Vision très caricaturale et archaïque tant de l’homme (postulé prédateur par principe – et seul à avoir le privilège d’apercevoir le visage de la sienne, ou des siennes), que de la femme. « Cache-toi car tu es une femme » résume bien le sens de cette « prison ambulante ».

Or, cette burqa n’est pas l’Islam, qui ne l’impose aucunement ; l’Islam n’est pas l’Islamisme ; la burqa n’est pas le voile ; l’Islam est tout à fait compatible avec le mode de vie occidental ; le vivre ensemble est menacé, partout au monde, par les extrémismes quels qu’ils soient ; la burqa est une des expressions de cet extrémisme contre lequel de nombreux Etats et communautés musulmanes se battent et qui a déjà tant de victimes sur la conscience.

Arborer une telle tenue n’est pas une bonne idée, qu’elle soit autorisée par la loi ou non.
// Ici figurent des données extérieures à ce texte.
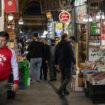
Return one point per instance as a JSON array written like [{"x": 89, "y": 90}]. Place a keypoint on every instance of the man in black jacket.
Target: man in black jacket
[
  {"x": 64, "y": 58},
  {"x": 35, "y": 49}
]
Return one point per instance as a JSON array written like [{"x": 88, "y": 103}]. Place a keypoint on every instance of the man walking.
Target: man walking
[
  {"x": 36, "y": 53},
  {"x": 64, "y": 58},
  {"x": 7, "y": 63}
]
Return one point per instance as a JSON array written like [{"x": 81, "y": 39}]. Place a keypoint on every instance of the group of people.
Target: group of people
[
  {"x": 41, "y": 57},
  {"x": 58, "y": 57},
  {"x": 54, "y": 58}
]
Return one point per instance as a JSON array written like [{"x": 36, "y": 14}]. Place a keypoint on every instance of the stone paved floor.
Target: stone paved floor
[{"x": 43, "y": 93}]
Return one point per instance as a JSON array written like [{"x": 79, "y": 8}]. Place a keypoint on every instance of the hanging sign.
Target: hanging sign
[
  {"x": 64, "y": 16},
  {"x": 10, "y": 6}
]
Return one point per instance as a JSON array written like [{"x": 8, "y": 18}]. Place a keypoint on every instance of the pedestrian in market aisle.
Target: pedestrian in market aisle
[
  {"x": 46, "y": 54},
  {"x": 8, "y": 62},
  {"x": 64, "y": 57},
  {"x": 52, "y": 68},
  {"x": 36, "y": 49}
]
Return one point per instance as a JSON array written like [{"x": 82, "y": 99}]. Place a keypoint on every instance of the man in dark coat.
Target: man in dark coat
[
  {"x": 64, "y": 57},
  {"x": 36, "y": 50}
]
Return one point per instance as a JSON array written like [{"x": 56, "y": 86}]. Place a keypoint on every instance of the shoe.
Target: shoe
[
  {"x": 38, "y": 81},
  {"x": 60, "y": 92},
  {"x": 66, "y": 92},
  {"x": 53, "y": 79}
]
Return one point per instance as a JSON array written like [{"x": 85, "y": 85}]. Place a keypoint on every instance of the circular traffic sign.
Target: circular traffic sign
[{"x": 64, "y": 16}]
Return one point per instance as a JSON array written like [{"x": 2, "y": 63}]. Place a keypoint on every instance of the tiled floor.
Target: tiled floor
[{"x": 43, "y": 93}]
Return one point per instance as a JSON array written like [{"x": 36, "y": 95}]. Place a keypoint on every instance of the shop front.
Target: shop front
[{"x": 91, "y": 76}]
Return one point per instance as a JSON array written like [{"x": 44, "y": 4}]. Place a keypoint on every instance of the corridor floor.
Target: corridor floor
[{"x": 43, "y": 93}]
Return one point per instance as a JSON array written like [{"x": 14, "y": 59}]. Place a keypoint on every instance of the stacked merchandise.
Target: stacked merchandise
[{"x": 94, "y": 83}]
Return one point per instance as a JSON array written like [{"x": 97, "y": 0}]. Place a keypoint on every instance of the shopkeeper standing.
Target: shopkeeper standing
[{"x": 7, "y": 63}]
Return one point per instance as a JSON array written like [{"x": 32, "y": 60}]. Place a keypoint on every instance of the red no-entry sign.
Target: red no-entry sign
[{"x": 64, "y": 16}]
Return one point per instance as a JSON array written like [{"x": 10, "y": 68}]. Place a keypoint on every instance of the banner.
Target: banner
[{"x": 10, "y": 6}]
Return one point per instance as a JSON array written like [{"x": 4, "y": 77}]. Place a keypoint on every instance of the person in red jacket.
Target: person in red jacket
[{"x": 8, "y": 62}]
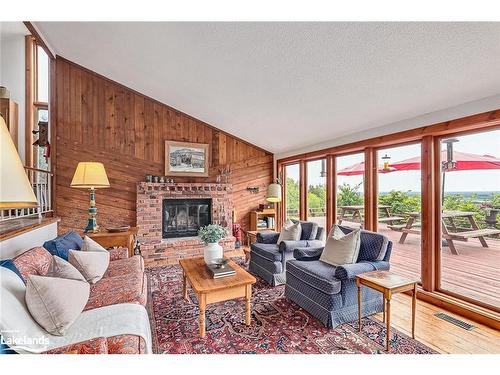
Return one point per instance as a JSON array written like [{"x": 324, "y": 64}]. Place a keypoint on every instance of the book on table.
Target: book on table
[{"x": 224, "y": 271}]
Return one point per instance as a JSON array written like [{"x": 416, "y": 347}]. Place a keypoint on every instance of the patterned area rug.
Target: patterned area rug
[{"x": 278, "y": 325}]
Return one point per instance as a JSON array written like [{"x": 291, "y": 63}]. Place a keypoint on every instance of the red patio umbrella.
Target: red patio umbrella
[
  {"x": 359, "y": 168},
  {"x": 463, "y": 162}
]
Que peuvent en penser, par exemple, les féministes afghanes ou saoudiennes qui risquent leur peau en voulant desserrer tant soit peu l’étreinte qui pèse sur elles, en réclamant le droit d’aller à l’école, de pouvoir ouvrir un compte en banque ou de se déplacer sans « protecteur » masculin (entendez : frère, oncle, mari), ou encore de conduire un véhicule ?

En se focalisant sur le bien-fondé ou non d’une interdiction légale, on a largement occulté ce que signifiait, en Suisse, de porter de son libre choix le signe d’un absolutisme de très mauvais aloi. Une mise en garde aurait été judicieuse, quelles que soient les positions prises sur l’initiative.

Ne pas se voiler la face…

L’extrême-droite globale et les islamistes radicaux se retrouvent avec constance pour cultiver l’assimilation mensongère et toxique de l’Islam à l’islamisme, en vue d’alimenter le vieux fantasme d’une « guerre des civilisations ». Dans ce but, leur intérêt commun est de réduire la perception de l’Islam à ses expressions les plus extrêmes, aucunement représentatives, aux fins de diviser nos sociétés et de susciter un sentiment de rejet de l’Islam.

En réalité, parmi celles et ceux qui votent non à l’initiative, très peu sont partisan.e.s de la burqa… et parmi celles et ceux qui votent oui, beaucoup s’engagent, musulmans ou non, pour un Islam dégagé de l’emprise des extrémistes. A ce titre, le débat, même biaisé, aura montré qu’il existe un oui féministe, humaniste et solidaire, qui ne permettra pas aux initiants d’interpréter le résultat à leur guise, mais de défendre la place de l’Islam au sein de notre société et de rejeter les ferments de division.